On March 10h, Credit-Land.com has released its 2011 Industry Outlook Report that includes updated Cash Back Credit Card Rewards Survey. The report notes that over 40% of cash-back credit cards offer a one-percent reward as part of their loyalty program and forty-four percent of cards offer cash-back with the first dollar charged.
Regulations brought about by the CARD Act of 2009 that were perceived by main stream media to steer consumers from cash-back credit offers, have had little to no effect on consumers’ use of cash-back credit reward programs.
“It’s the epitome of using credit on your own terms. You’re getting something for nothing,” said Rupert McAllister, senior financial analyst at Credit-Land.com. And the offers are improving. Approximately 41% of cards offer introductory bonuses designed to get consumers purchasing. Citi Forward cards offers 6000 bonus points after $250 spent, and the U.S. Bank FlexPerks Cash Rewards Visa card offers consumers three-percent cash-back on gas purchases made during the first 90 days.
While consumer use of cash-back credit cards is increasing, these types of credit cards are not for everyone. “Cash-back and other reward credit cards provide an added bonus for consumers who are disciplined in their spending – but it won’t offset sloppy spending or overspending,” McAllister said. “Receiving cash back won’t make you any more financially disciplined. You have to look at yourself in the mirror and see if you are or are not” overspending each month.

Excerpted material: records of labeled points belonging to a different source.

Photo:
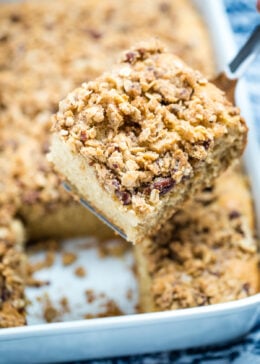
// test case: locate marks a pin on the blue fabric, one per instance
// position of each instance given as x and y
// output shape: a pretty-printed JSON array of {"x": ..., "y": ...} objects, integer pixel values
[{"x": 243, "y": 18}]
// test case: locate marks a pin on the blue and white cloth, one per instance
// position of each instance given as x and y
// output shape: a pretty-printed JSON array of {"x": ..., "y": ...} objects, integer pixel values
[{"x": 243, "y": 18}]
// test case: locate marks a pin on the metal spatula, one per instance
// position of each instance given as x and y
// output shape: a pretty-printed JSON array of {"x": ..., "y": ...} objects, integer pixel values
[{"x": 226, "y": 81}]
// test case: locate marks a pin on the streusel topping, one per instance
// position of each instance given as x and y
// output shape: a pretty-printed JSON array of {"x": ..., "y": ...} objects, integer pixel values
[
  {"x": 48, "y": 48},
  {"x": 198, "y": 254},
  {"x": 147, "y": 124}
]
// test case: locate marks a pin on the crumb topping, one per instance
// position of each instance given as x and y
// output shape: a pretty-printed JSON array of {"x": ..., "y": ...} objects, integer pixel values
[
  {"x": 146, "y": 126},
  {"x": 196, "y": 258},
  {"x": 12, "y": 275},
  {"x": 44, "y": 54}
]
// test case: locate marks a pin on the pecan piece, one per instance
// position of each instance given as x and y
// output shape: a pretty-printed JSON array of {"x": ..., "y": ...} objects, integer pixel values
[
  {"x": 125, "y": 197},
  {"x": 163, "y": 184}
]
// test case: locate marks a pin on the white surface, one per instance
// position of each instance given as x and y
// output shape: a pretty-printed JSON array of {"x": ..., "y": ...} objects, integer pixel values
[
  {"x": 110, "y": 277},
  {"x": 142, "y": 333}
]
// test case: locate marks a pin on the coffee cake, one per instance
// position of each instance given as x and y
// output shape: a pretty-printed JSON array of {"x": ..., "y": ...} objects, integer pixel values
[
  {"x": 141, "y": 139},
  {"x": 206, "y": 254}
]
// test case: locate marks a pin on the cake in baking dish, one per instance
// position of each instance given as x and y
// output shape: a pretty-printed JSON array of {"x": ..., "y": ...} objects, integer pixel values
[
  {"x": 143, "y": 138},
  {"x": 205, "y": 254},
  {"x": 47, "y": 48}
]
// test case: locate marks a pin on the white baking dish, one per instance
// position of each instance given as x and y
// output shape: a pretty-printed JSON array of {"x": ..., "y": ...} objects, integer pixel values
[{"x": 142, "y": 333}]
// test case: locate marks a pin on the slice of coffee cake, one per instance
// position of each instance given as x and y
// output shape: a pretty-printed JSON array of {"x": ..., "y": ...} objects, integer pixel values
[{"x": 140, "y": 140}]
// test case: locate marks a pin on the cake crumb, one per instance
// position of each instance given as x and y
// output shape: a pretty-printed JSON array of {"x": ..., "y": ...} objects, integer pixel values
[
  {"x": 50, "y": 313},
  {"x": 129, "y": 294},
  {"x": 91, "y": 296},
  {"x": 64, "y": 302},
  {"x": 68, "y": 258},
  {"x": 80, "y": 272}
]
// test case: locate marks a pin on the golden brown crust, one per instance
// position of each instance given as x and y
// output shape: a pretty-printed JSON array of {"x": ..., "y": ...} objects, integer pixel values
[{"x": 206, "y": 254}]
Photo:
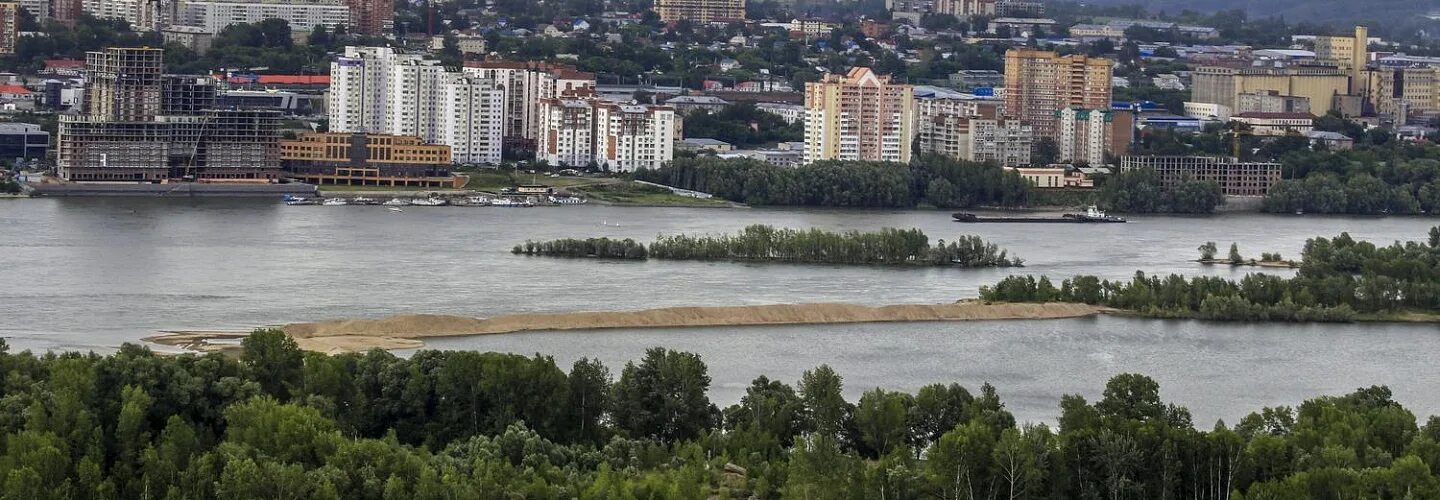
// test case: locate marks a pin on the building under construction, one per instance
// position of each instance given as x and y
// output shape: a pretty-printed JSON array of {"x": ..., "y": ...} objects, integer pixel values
[{"x": 138, "y": 124}]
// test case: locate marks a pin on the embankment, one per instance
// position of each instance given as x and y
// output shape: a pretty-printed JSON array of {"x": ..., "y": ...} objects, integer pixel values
[{"x": 406, "y": 330}]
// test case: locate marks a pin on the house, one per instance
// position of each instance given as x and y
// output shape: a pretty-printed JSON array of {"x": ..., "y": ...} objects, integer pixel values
[
  {"x": 1334, "y": 141},
  {"x": 687, "y": 104},
  {"x": 1276, "y": 123},
  {"x": 703, "y": 144}
]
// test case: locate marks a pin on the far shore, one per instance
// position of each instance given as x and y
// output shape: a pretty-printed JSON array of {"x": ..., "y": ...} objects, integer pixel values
[{"x": 408, "y": 330}]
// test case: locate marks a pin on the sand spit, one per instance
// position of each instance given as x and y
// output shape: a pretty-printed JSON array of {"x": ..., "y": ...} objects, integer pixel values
[{"x": 406, "y": 330}]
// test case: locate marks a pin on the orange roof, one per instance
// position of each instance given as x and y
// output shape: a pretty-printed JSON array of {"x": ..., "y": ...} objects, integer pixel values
[
  {"x": 64, "y": 64},
  {"x": 294, "y": 79}
]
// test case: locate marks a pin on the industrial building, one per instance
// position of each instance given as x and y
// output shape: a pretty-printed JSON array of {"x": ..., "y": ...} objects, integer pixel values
[
  {"x": 22, "y": 141},
  {"x": 1234, "y": 177},
  {"x": 367, "y": 160},
  {"x": 137, "y": 124}
]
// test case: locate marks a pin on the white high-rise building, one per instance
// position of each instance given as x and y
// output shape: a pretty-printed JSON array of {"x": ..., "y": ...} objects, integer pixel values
[
  {"x": 566, "y": 133},
  {"x": 379, "y": 91},
  {"x": 301, "y": 15},
  {"x": 470, "y": 118},
  {"x": 526, "y": 85},
  {"x": 631, "y": 137}
]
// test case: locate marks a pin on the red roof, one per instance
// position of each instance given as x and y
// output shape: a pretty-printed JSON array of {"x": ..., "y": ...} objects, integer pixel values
[
  {"x": 294, "y": 79},
  {"x": 64, "y": 64},
  {"x": 1282, "y": 115}
]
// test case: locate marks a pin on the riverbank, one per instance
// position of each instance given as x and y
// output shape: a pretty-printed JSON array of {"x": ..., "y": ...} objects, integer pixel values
[{"x": 406, "y": 330}]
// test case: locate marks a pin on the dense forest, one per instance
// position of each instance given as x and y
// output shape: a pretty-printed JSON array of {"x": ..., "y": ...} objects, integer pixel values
[
  {"x": 768, "y": 244},
  {"x": 1338, "y": 280},
  {"x": 281, "y": 424},
  {"x": 930, "y": 180}
]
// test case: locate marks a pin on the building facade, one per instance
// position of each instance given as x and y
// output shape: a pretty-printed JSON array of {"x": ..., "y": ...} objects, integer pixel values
[
  {"x": 858, "y": 115},
  {"x": 526, "y": 84},
  {"x": 137, "y": 124},
  {"x": 700, "y": 12},
  {"x": 1350, "y": 54},
  {"x": 9, "y": 26},
  {"x": 303, "y": 16},
  {"x": 370, "y": 16},
  {"x": 1004, "y": 141},
  {"x": 566, "y": 133},
  {"x": 379, "y": 91},
  {"x": 1224, "y": 85},
  {"x": 1040, "y": 82},
  {"x": 367, "y": 160},
  {"x": 1234, "y": 177},
  {"x": 1276, "y": 124}
]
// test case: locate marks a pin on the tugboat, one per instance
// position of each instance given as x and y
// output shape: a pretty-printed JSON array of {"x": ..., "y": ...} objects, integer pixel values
[
  {"x": 1092, "y": 215},
  {"x": 298, "y": 201}
]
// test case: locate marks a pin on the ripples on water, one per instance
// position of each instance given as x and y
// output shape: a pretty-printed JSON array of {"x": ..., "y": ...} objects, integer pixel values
[{"x": 94, "y": 273}]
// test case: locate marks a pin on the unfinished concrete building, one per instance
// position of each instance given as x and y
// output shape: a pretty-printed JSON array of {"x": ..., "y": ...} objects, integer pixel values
[{"x": 138, "y": 124}]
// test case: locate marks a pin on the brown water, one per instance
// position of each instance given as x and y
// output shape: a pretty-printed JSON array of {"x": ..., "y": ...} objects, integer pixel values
[{"x": 90, "y": 274}]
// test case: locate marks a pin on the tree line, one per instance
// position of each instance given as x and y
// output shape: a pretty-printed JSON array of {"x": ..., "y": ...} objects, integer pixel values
[
  {"x": 275, "y": 422},
  {"x": 768, "y": 244},
  {"x": 1338, "y": 280},
  {"x": 930, "y": 180}
]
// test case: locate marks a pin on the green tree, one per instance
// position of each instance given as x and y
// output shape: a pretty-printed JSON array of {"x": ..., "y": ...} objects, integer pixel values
[
  {"x": 664, "y": 396},
  {"x": 275, "y": 360}
]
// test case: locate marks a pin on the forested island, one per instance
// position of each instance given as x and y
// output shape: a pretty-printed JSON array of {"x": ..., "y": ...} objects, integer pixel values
[
  {"x": 277, "y": 422},
  {"x": 928, "y": 180},
  {"x": 768, "y": 244},
  {"x": 1338, "y": 280}
]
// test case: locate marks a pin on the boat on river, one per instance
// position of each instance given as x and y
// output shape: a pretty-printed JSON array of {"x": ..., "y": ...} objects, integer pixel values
[{"x": 1090, "y": 215}]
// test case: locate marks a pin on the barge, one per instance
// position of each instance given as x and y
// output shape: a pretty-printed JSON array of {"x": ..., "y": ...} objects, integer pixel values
[{"x": 1092, "y": 215}]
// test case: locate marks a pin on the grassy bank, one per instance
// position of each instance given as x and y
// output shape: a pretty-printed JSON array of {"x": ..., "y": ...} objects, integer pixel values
[{"x": 641, "y": 195}]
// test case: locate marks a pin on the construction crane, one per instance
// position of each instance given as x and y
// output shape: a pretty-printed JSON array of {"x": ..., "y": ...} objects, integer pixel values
[{"x": 1236, "y": 130}]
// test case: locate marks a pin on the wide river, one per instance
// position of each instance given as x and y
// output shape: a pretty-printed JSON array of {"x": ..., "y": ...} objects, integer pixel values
[{"x": 90, "y": 274}]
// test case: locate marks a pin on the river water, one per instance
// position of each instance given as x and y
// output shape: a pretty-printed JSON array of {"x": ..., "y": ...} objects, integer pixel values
[{"x": 90, "y": 274}]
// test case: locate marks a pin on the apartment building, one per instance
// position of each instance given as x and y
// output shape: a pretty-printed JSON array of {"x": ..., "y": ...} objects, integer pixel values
[
  {"x": 1276, "y": 124},
  {"x": 632, "y": 137},
  {"x": 619, "y": 137},
  {"x": 526, "y": 84},
  {"x": 9, "y": 26},
  {"x": 379, "y": 91},
  {"x": 1270, "y": 101},
  {"x": 303, "y": 16},
  {"x": 370, "y": 16},
  {"x": 964, "y": 9},
  {"x": 1087, "y": 136},
  {"x": 1041, "y": 82},
  {"x": 858, "y": 115},
  {"x": 137, "y": 124},
  {"x": 568, "y": 133},
  {"x": 471, "y": 121},
  {"x": 1234, "y": 177},
  {"x": 367, "y": 160},
  {"x": 700, "y": 12},
  {"x": 1004, "y": 141}
]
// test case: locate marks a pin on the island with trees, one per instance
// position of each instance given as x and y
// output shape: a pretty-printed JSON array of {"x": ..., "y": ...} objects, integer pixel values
[
  {"x": 1338, "y": 280},
  {"x": 277, "y": 422},
  {"x": 768, "y": 244}
]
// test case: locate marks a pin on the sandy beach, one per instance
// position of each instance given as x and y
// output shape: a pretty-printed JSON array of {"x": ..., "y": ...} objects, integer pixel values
[{"x": 408, "y": 330}]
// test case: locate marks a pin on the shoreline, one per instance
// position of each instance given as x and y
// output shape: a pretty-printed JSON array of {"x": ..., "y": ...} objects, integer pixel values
[{"x": 408, "y": 330}]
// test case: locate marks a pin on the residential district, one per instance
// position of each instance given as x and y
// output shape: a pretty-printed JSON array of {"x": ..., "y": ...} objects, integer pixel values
[{"x": 354, "y": 92}]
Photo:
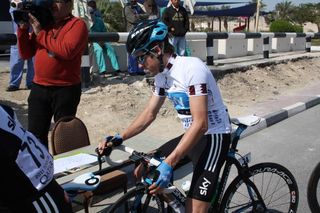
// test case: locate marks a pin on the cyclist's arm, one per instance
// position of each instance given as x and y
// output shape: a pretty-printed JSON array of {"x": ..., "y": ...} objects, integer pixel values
[
  {"x": 145, "y": 118},
  {"x": 199, "y": 126}
]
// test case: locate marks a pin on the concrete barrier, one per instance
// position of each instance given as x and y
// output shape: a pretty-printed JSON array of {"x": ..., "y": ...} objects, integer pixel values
[{"x": 209, "y": 45}]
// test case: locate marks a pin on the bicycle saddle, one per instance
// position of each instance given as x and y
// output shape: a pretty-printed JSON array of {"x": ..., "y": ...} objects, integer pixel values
[
  {"x": 249, "y": 120},
  {"x": 84, "y": 182}
]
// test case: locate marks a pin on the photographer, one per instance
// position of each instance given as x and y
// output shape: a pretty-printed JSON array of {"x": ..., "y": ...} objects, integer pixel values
[{"x": 57, "y": 48}]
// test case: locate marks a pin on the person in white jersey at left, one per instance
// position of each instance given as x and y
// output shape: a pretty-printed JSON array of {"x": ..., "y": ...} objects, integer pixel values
[{"x": 26, "y": 181}]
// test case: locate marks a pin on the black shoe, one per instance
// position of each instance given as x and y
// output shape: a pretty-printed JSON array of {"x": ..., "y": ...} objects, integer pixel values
[{"x": 12, "y": 88}]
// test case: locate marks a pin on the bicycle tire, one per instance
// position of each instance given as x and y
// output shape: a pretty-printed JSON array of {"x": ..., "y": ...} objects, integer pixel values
[
  {"x": 265, "y": 176},
  {"x": 148, "y": 203},
  {"x": 313, "y": 190}
]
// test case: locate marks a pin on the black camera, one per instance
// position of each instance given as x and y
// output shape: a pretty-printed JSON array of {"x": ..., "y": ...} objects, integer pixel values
[{"x": 41, "y": 9}]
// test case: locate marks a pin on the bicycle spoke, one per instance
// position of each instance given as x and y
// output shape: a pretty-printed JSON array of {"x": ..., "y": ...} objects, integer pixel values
[{"x": 271, "y": 191}]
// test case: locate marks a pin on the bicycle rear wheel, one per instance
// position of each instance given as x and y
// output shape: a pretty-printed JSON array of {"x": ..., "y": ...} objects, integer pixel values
[
  {"x": 313, "y": 191},
  {"x": 274, "y": 183},
  {"x": 136, "y": 200}
]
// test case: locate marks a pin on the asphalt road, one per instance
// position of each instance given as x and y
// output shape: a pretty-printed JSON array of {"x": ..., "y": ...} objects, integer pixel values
[{"x": 293, "y": 143}]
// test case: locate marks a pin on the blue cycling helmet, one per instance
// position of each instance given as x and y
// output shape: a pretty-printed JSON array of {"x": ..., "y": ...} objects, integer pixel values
[{"x": 144, "y": 34}]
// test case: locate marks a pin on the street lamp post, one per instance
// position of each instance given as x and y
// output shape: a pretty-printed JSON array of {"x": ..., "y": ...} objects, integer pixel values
[{"x": 257, "y": 15}]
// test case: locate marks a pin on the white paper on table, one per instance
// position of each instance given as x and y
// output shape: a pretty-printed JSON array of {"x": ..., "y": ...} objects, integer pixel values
[{"x": 72, "y": 162}]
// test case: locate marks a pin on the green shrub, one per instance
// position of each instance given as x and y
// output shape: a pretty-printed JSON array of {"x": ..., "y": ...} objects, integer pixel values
[{"x": 285, "y": 26}]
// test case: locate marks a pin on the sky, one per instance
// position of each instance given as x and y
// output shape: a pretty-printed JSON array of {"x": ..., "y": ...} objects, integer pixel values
[{"x": 272, "y": 3}]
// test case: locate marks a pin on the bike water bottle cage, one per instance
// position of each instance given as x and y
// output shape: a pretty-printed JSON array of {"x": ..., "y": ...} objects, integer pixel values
[
  {"x": 106, "y": 152},
  {"x": 152, "y": 176},
  {"x": 84, "y": 182}
]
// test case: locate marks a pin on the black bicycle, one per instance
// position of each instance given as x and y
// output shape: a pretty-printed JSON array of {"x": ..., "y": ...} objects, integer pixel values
[
  {"x": 264, "y": 187},
  {"x": 313, "y": 190}
]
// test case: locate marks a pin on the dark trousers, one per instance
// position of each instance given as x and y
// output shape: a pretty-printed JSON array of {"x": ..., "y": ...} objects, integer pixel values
[{"x": 47, "y": 101}]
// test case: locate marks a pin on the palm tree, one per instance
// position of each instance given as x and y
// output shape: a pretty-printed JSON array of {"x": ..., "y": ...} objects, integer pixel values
[{"x": 284, "y": 9}]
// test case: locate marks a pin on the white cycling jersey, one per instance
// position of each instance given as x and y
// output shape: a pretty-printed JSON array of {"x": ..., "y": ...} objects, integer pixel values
[
  {"x": 23, "y": 154},
  {"x": 189, "y": 76}
]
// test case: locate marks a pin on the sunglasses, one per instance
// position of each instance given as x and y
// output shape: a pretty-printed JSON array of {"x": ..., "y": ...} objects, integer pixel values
[{"x": 141, "y": 58}]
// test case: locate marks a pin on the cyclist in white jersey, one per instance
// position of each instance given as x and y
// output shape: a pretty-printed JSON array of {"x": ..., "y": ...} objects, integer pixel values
[
  {"x": 26, "y": 180},
  {"x": 191, "y": 87}
]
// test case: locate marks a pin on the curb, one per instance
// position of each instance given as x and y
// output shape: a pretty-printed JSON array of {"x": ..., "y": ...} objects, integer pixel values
[{"x": 284, "y": 113}]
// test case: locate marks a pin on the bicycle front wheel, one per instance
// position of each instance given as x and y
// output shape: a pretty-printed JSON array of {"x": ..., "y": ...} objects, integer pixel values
[
  {"x": 271, "y": 186},
  {"x": 313, "y": 191},
  {"x": 137, "y": 200}
]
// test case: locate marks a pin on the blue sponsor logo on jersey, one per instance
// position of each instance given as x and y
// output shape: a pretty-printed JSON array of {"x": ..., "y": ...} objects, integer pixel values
[{"x": 180, "y": 100}]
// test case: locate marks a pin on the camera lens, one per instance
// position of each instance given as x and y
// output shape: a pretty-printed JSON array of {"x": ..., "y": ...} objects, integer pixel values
[{"x": 13, "y": 4}]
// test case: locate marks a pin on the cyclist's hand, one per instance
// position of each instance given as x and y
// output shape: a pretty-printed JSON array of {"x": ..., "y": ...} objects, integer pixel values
[
  {"x": 115, "y": 140},
  {"x": 164, "y": 178}
]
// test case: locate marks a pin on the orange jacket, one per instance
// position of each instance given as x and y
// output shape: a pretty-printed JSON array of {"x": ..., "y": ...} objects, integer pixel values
[{"x": 57, "y": 52}]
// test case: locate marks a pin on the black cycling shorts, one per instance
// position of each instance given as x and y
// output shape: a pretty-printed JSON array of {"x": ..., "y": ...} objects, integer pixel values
[{"x": 208, "y": 156}]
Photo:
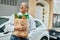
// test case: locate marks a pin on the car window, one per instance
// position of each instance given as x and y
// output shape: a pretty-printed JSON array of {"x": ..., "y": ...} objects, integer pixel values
[
  {"x": 2, "y": 29},
  {"x": 3, "y": 20},
  {"x": 38, "y": 23}
]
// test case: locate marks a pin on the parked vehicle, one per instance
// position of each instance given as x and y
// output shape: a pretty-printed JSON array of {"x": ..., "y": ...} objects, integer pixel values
[{"x": 40, "y": 33}]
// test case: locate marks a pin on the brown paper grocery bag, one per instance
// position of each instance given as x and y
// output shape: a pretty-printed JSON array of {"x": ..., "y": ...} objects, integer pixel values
[{"x": 23, "y": 27}]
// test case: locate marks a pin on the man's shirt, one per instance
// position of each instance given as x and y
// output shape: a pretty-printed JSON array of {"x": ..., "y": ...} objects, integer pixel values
[{"x": 10, "y": 25}]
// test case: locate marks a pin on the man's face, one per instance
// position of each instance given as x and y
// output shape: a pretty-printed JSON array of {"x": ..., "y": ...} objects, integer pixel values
[{"x": 23, "y": 8}]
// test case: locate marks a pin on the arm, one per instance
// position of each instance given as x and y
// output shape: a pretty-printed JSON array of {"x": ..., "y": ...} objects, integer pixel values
[
  {"x": 32, "y": 26},
  {"x": 10, "y": 25}
]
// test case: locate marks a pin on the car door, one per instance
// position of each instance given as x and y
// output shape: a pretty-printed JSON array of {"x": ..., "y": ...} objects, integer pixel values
[{"x": 4, "y": 36}]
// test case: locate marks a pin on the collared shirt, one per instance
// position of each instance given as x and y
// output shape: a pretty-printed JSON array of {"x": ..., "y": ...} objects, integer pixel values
[{"x": 10, "y": 25}]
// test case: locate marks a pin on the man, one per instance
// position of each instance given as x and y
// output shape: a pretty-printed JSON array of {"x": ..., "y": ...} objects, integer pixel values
[{"x": 23, "y": 10}]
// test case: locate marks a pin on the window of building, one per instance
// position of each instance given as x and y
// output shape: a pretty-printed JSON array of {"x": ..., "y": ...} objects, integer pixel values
[{"x": 9, "y": 2}]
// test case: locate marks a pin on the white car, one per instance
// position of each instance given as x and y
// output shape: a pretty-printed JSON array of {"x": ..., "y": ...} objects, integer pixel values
[{"x": 40, "y": 33}]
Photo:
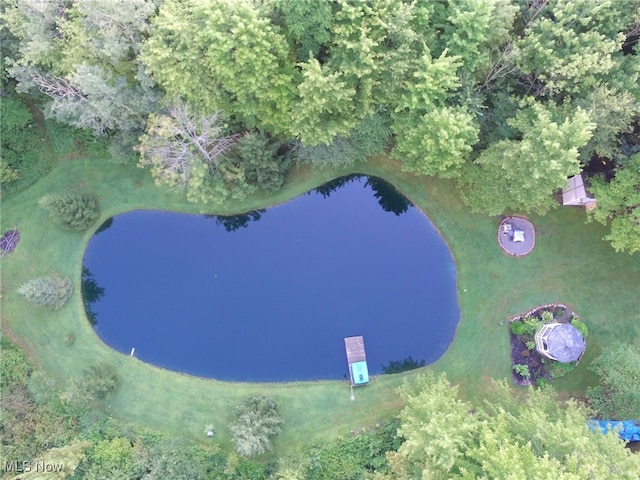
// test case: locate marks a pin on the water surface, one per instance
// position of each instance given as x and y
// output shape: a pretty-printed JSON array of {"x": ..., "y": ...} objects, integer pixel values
[{"x": 270, "y": 296}]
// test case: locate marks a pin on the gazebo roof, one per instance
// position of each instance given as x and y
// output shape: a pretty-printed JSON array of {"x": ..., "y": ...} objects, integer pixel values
[{"x": 564, "y": 342}]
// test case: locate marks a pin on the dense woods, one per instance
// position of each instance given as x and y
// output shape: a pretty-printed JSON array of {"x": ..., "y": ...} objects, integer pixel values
[
  {"x": 509, "y": 97},
  {"x": 219, "y": 98}
]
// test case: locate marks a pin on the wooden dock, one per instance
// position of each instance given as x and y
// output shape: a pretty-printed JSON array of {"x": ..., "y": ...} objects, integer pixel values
[{"x": 357, "y": 360}]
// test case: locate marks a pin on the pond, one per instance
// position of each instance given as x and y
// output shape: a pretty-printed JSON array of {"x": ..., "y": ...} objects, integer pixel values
[{"x": 270, "y": 295}]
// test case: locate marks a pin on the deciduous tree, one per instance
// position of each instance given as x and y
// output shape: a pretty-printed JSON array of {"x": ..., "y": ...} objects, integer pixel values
[
  {"x": 51, "y": 291},
  {"x": 618, "y": 205},
  {"x": 523, "y": 174}
]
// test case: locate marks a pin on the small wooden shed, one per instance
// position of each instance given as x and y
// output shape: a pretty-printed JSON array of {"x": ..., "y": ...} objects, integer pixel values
[
  {"x": 357, "y": 360},
  {"x": 575, "y": 193}
]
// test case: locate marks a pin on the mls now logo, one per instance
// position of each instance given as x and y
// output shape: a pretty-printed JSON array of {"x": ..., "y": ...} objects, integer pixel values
[{"x": 17, "y": 466}]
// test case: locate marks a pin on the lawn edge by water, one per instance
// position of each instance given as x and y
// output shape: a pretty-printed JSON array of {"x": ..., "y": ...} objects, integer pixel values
[{"x": 491, "y": 288}]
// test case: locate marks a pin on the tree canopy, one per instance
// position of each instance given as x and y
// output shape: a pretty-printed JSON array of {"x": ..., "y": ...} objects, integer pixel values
[{"x": 447, "y": 438}]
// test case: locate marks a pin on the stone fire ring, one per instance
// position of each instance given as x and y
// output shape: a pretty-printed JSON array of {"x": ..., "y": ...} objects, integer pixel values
[{"x": 516, "y": 236}]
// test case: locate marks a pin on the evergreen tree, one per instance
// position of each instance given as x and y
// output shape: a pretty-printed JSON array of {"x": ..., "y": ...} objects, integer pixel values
[
  {"x": 51, "y": 291},
  {"x": 257, "y": 156},
  {"x": 76, "y": 211}
]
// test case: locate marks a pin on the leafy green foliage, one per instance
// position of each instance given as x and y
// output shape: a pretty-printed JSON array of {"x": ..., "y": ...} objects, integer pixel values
[
  {"x": 185, "y": 148},
  {"x": 255, "y": 424},
  {"x": 617, "y": 396},
  {"x": 15, "y": 366},
  {"x": 398, "y": 366},
  {"x": 560, "y": 369},
  {"x": 523, "y": 174},
  {"x": 527, "y": 326},
  {"x": 51, "y": 291},
  {"x": 618, "y": 205},
  {"x": 257, "y": 157},
  {"x": 502, "y": 438},
  {"x": 435, "y": 143},
  {"x": 307, "y": 23},
  {"x": 75, "y": 211},
  {"x": 83, "y": 55},
  {"x": 96, "y": 383},
  {"x": 20, "y": 143},
  {"x": 522, "y": 370}
]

Paying the full principal balance each month is the best way for a consumer to really profit from their reward points. “If you carry a balance it can wipe out rewards. It’s important to watch interest rates and refrain from overspending,” McAllister advices.
Spend time analyzing your current financial situation to see which card works best for you. If you charge a lot of purchases on your credit card each month, then a card with an annual fee and a lucrative cash-back program might be right for you, but if you are not a big spender, you should probably avoid a card with an annual fee. The good news is that it’s rare to find a cash-back credit reward program that comes with an annual fee. More good news is that the reward points usually don’t expire. Half of the cards surveyed didn’t have an expiration date, and 31 percent of cards give cardholders five years to redeem rewards.